And one better, if this same Ignatius Farrugia (of the PN) were to be sentenced wrongly and unashamedly handed a four-day prison sojourn, I have no doubt that Simon Busuttil would have torn apart his Tommy Hilfiger shirt and self-flagellated himself to describe the Putinesque state in which our democracy was floundering.

And of course journalists who disagreed with him would have been labelled lapdogs and poodles of the State.

The only and vital difference is that Ignatius Farrugia is a big hamallu from the South, and the worst crime of all is that he is not a Nationalist, not a Communist, not a member of Opus Dei, or a member of the Horticultural Society.  He is… my God, I dare say it…  Jaqq, a Labourite!!

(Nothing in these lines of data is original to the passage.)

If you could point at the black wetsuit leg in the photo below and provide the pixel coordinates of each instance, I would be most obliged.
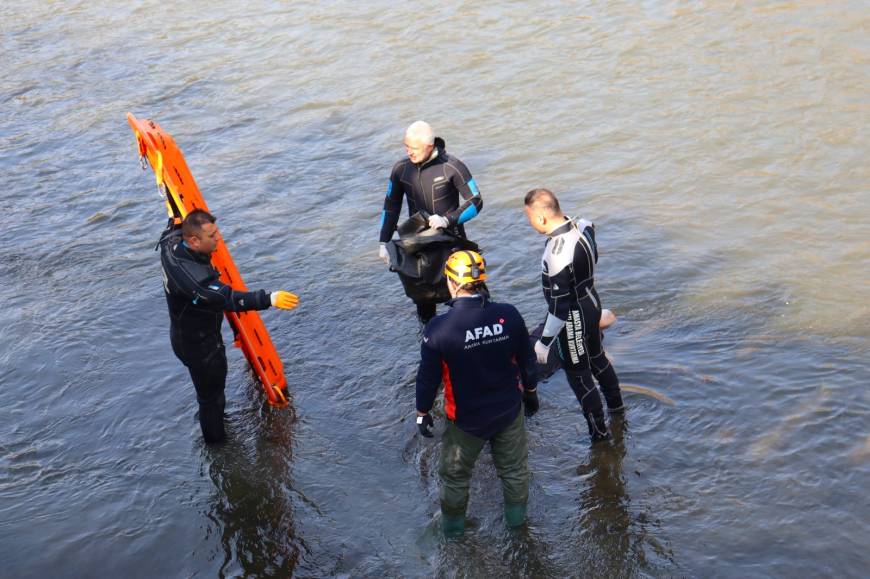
(603, 370)
(208, 371)
(573, 350)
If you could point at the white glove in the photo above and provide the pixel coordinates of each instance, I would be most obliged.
(438, 222)
(384, 254)
(541, 351)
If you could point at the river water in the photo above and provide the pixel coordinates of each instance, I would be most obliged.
(720, 147)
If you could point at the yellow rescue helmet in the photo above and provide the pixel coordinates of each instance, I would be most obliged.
(465, 267)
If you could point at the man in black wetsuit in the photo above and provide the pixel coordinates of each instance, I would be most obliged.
(197, 300)
(481, 352)
(436, 184)
(574, 309)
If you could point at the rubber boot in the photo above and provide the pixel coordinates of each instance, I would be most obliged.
(453, 527)
(514, 515)
(597, 427)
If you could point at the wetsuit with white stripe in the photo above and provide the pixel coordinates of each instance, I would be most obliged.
(574, 314)
(442, 185)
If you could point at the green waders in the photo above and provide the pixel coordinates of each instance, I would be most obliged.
(459, 452)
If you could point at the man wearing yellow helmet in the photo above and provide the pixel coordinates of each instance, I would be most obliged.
(480, 349)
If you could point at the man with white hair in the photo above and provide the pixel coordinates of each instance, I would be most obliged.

Whistleblowing, according to which way the wind blows

I could not help noticing that Nationalist MPs were eager to tag none other than that most persecuted of whistleblowers, Edward Snowden, in their tweets soon after the protest held in Valletta. 

To be fair, it was Snowden himself who first re-tweeted a tweet by Nationalist MEP Roberta Metsola of photos of the Valletta protest – and hey presto, there’s a new favourite ‘international’ ally in town.

Cue the likes of Jason Azzopardi – always eager to jump on any bandwagon that will carry that bespectacled oblong mug of his – tagging Snowden and Wikileaks in his own tweet on Panamaleaks and the recent emails disclosed by the Australian Financial Review.

Perhaps few among you may know that it was the Nationalist MEPs themselves, who joined their European People’s Party colleagues to vote (check it out on votewatch.eu) against a resolution calling on EU member states not to criminalise Snowden, who blew the whistle on the United States’s NSA ‘big brother’ programme.

By 285 votes to 281, MEPs decided to call on EU member states to “drop any criminal charges against Edward Snowden, grant him protection and consequently prevent extradition or rendition by third parties, in recognition of his status as whistleblower and international human rights defender”.

Among those who voted against this resolution were David Casa and Roberta Metsola. Therese Comodini Cachia was absent for the vote.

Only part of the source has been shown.